A Replica-Set means that you have multiple instances of MongoDB which each mirror all the data of each other. A replica-set consists of one "Primary" and one or more "Secondaries".
All write-operations go to the primary and are then replicated to the secondaries. So writes won't get faster when you add more secondaries.
Read-operations, on the other hand, can be served by any secondary. So when you have a lot of read requests, then you can increase read-performance by adding more secondaries to the replica-set and having your clients distribute their requests to different members of the replica-set.
Replica-sets also offer fault-tolerance. When one of the members of the replica-set goes down, the others take over. When the primary goes down, the secondaries will elect a new primary. For that reason it is recommended for productive deployment to always use MongoDB as a replica-set of at least three servers, with at least two of them holding data. In that scenario, the third one is a data-less "arbiter" which serves no purpose except electing the remaining secondary as the new primary when the actual primary goes down.
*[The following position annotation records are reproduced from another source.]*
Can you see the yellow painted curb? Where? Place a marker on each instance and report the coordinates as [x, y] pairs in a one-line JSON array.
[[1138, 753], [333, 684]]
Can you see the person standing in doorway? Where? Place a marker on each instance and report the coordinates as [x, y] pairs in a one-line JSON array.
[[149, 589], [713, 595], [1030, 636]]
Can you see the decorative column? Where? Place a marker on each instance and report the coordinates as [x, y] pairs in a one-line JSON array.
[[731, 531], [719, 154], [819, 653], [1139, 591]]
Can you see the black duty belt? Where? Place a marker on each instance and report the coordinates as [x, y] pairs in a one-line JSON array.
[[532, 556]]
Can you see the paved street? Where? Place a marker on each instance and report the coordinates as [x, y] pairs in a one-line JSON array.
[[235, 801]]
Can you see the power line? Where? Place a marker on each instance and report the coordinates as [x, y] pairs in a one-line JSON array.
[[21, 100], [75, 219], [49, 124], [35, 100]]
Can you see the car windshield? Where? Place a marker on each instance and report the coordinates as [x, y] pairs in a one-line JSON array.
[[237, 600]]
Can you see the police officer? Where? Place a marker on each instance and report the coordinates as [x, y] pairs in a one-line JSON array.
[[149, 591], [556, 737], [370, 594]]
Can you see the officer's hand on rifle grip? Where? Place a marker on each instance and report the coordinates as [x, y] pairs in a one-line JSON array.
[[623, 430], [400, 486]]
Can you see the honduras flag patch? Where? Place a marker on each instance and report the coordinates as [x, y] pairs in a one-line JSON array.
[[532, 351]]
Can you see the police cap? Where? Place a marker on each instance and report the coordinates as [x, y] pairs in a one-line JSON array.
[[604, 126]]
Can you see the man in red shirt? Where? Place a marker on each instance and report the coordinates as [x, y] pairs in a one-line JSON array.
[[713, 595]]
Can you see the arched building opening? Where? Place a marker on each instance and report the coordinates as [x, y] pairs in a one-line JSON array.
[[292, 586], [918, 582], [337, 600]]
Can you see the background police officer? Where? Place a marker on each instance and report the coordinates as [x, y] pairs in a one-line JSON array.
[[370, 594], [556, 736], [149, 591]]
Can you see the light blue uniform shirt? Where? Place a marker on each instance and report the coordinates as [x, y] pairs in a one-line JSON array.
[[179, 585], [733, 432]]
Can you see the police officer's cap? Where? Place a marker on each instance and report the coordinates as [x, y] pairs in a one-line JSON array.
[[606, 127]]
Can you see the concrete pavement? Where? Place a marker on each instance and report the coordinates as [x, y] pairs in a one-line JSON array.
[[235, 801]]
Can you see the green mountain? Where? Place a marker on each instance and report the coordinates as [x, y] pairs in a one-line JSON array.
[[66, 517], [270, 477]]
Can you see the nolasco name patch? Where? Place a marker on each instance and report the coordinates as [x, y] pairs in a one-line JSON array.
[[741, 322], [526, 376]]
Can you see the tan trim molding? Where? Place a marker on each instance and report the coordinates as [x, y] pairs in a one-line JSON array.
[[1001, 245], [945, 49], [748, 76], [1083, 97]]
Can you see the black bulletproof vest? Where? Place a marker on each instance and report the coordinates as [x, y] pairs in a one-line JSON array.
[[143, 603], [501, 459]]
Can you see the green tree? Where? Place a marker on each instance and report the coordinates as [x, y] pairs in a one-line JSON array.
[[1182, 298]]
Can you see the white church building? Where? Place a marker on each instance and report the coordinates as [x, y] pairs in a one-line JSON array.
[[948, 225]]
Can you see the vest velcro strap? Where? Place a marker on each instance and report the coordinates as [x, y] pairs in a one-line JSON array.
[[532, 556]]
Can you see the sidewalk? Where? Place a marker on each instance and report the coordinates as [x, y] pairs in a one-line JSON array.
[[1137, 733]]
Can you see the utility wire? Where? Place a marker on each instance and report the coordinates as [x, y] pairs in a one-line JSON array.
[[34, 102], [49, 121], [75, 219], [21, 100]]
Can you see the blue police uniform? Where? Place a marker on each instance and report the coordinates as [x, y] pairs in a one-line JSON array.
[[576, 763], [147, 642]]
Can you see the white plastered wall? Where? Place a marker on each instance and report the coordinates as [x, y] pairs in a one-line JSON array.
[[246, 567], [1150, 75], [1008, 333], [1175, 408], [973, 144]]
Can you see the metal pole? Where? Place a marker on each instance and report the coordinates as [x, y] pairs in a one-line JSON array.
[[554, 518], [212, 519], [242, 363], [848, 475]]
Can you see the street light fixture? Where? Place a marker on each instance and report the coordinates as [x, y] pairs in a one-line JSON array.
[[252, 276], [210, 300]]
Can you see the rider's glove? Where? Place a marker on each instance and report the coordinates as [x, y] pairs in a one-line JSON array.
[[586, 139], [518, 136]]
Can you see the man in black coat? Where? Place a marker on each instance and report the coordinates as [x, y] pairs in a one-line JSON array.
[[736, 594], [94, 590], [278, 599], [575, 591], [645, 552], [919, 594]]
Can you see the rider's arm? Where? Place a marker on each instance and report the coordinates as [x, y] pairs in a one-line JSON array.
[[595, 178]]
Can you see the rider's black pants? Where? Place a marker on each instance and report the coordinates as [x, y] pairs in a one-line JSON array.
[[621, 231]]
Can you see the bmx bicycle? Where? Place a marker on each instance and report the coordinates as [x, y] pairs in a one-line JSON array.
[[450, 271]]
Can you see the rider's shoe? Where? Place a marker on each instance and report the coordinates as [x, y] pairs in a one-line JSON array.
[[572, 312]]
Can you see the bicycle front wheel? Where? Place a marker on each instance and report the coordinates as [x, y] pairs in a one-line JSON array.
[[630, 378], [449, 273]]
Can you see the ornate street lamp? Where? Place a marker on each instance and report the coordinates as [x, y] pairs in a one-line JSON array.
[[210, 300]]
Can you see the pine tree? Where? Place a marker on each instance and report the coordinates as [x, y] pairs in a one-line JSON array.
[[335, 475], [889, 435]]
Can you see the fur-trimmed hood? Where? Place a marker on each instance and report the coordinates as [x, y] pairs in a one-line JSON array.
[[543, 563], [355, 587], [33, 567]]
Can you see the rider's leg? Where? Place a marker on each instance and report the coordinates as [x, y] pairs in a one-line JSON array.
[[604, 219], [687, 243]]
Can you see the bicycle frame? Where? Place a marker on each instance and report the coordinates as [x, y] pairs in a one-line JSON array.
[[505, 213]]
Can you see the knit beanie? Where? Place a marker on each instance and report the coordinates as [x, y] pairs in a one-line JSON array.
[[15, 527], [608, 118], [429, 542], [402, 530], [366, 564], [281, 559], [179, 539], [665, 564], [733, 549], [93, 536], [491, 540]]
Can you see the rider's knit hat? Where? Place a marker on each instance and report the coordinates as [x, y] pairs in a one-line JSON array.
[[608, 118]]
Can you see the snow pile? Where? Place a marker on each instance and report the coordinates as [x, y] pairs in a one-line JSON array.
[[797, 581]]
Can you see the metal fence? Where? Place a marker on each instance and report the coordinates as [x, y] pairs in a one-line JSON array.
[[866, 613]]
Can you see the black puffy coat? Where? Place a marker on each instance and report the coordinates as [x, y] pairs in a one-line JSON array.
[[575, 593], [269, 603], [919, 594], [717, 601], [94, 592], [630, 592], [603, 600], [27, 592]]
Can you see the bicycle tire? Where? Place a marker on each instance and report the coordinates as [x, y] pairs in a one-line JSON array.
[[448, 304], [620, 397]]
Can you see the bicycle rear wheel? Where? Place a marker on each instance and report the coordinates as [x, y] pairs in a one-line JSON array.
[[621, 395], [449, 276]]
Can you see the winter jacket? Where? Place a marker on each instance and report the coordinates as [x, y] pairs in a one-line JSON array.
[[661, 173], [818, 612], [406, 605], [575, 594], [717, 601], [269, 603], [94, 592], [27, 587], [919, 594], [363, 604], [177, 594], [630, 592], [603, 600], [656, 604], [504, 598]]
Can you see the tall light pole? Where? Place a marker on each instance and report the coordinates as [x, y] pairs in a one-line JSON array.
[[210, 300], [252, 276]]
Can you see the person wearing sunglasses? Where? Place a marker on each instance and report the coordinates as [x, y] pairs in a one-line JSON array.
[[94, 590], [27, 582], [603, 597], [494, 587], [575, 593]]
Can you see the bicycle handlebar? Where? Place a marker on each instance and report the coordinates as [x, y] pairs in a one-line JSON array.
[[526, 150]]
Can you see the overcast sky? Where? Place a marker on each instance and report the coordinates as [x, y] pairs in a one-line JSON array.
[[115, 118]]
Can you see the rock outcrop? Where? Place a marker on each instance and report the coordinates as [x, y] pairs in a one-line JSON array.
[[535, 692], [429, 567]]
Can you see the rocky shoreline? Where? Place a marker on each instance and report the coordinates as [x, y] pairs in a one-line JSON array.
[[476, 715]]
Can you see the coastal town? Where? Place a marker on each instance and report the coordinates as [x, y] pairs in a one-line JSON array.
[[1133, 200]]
A Sharded Cluster means that each shard of the cluster (which can also be a replica-set) takes care of a part of the data. Each request, both reads and writes, is served by the cluster where the data resides. This means that both read- and write performance can be increased by adding more shards to a cluster. Which document resides on which shard is determined by the shard key of each collection. It should be chosen in a way that the data can be evenly distributed on all clusters and so that it is clear for the most common queries where the shard-key resides (example: when you frequently query by user_name
, your shard-key should include the field user_name
so each query can be delegated to only the one shard which has that document).
The drawback is that the fault-tolerance suffers. When one shard of the cluster goes down, any data on it is inaccessible. For that reason each member of the cluster should also be a replica-set. This is not required. When you don't care about high-availability, a shard can also be a single mongod instance without replication. But for production-use you should always use replication.
So what does that mean for your example?
Sharded Cluster
/ | \
Shard A Shard B Shard C
/ \ / \ / \
+-------+ +---------+ +-------+ +---------+ +-------+ +---------+
|Primary| |Secondary| |Primary| |Secondary| |Primary| |Secondary|
| 25GB |=| 25GB | | 25 GB |=| 25 GB | | 25GB |=| 25GB |
+-------+ +---------+ +-------+ +---------+ +-------+ +---------+
When you want to split your data of 75GB into 3 shards of 25GB each, you need at least 6 database servers organized in three replica-sets. Each replica-set consists of two servers who have the same 25GB of data.
You also need servers for the arbiters of the three replica-sets as well as the mongos router and the config server for the cluster. The arbiters are very lightweight and are only needed when a replica-set member goes down, so they can usually share the same hardware with something else. But Mongos router and config-server should be redundant and on their own servers.